Игнат крепко берет ее за руку – так будет вернее – и говорит:
– Очень уж ты нерешительная. Хочешь – за возом пойдем, хочешь – в город вернемся, хочешь – так останемся. Только, пожалуйста, вместе…
– Мне машина послышалась, – говорит она.
– Да это же от элеватора на товарную станцию. Ну, хочешь – побежим и, может, еще остановим!
– Не хочу!
– Тогда поспешим за каруцей. – И он мягко тянет ее за собой. Все правильно делает, думает она. И груб и нежен – все в меру. Вот только не хватает его каждый раз – боится судьбы…
– Тпрру, мальчики, тпрру… А ну, подсажу, красотка! И покатим с нашим романцем под горку… Ну, что же ты мешкаешь?
– Я, дяденька, не одна.
– С кем же ты?
– С мужем.
– Только мне твоего мужика не хватало! А чего не слышно его? Немой, что ли?

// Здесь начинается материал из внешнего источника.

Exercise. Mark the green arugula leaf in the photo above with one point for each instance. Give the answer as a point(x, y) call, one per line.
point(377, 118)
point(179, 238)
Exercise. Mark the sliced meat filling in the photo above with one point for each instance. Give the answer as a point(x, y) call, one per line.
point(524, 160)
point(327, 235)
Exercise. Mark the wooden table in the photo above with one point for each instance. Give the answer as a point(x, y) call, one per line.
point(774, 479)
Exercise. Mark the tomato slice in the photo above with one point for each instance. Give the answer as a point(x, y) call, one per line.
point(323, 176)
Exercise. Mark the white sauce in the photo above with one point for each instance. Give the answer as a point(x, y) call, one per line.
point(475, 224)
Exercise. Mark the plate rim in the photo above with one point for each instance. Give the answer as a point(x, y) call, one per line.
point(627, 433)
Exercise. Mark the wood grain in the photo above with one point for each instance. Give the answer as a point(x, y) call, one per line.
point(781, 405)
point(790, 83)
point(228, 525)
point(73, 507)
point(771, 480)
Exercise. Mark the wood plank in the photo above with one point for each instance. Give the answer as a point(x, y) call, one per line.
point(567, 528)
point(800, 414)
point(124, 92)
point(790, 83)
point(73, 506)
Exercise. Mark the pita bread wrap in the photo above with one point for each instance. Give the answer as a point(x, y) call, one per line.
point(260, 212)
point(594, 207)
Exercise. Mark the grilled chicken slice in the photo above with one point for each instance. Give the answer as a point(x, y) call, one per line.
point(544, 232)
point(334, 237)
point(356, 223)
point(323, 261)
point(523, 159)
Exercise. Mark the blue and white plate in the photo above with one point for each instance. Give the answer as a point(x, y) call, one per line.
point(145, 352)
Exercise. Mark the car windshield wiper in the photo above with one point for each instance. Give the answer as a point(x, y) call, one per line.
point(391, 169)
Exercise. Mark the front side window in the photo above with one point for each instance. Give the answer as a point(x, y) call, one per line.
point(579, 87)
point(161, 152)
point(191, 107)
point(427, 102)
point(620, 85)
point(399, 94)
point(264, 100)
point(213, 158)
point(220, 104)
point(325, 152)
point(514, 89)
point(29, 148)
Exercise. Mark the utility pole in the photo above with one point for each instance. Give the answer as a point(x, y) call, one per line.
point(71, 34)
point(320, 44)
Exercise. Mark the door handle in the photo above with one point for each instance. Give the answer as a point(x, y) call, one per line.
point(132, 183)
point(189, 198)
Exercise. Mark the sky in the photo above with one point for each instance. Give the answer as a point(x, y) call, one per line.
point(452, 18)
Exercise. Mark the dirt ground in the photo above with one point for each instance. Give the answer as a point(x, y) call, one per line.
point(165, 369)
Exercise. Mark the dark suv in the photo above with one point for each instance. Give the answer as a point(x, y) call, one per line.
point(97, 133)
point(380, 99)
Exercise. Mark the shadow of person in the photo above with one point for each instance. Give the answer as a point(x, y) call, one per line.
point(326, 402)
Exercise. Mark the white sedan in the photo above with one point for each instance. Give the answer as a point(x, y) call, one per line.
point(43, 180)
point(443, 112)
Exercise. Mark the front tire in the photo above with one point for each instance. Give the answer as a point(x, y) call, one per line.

– Отчего же немой? Подай голос, Игнат!..
5
Иосуб закуривает. Долго, занемевшими от холода негнущимися пальцами сыплет махру из кисета на газетный клочок, пытается завернуть козью ножку, а выходит свиное ухо. Загородив свой снаряд спиной от ветра, одну за другой ломает спички о коробок – спасибо другу Цугую, позабыл кисет на конюшне вместе со спичками. Как-то он теперь по селу матерится без курева! Верно, забрел на огонек к бабе Иоане, и она, порывшись в укладке, вынула заветный покойного мужа кисет с душистым табачком истамбульским, его прадедовскую чумацкую люльку, еще сбегала к куме Виторице за зеленым винцом и брынзой овечьей, не какой-нибудь там магазинной, и сидит, разиня рот от блаженства и глаз не сводя с любезного своего, с которым ее роднят не только сладкие грехи детства, а и семеро деток, принесенных в подоле ее лопуху-турку. А может быть, и так, что не стал Цугуй бередить старую рану, а пустился по дорожке попроще, к самой Виторице, и теперь посасывает «беломорчик», который она держит для сельской элиты. А вполне мог бы седатый кобель и вовсе удариться во все тяжкие – оккупировал магазин, где немало сходится прежних его зазнобушек, и пробавляется в этом случае «Ляной», снисходительно повествуя о всеобщих внуках и правнуках, об их садиковых успехах и промахах. И то сказать, добрая половина малышей из его детской конки – его собственное полынное семя. Почему полынное? Потому что кукушечье, пролитое в чужое гнездо, своего лица не имеющее, а списанное на Иосубову безгрешную душеньку. По секрету признаться, курилка Цугуй вообще смолоду отличался хваткой шкодливостью за счет пустобреха Иосуба, а однажды и сам с парнями подковал своего дружка на мякине, и крепко его отбузовали тогда, а там всем гамузом сговорили за злыдню.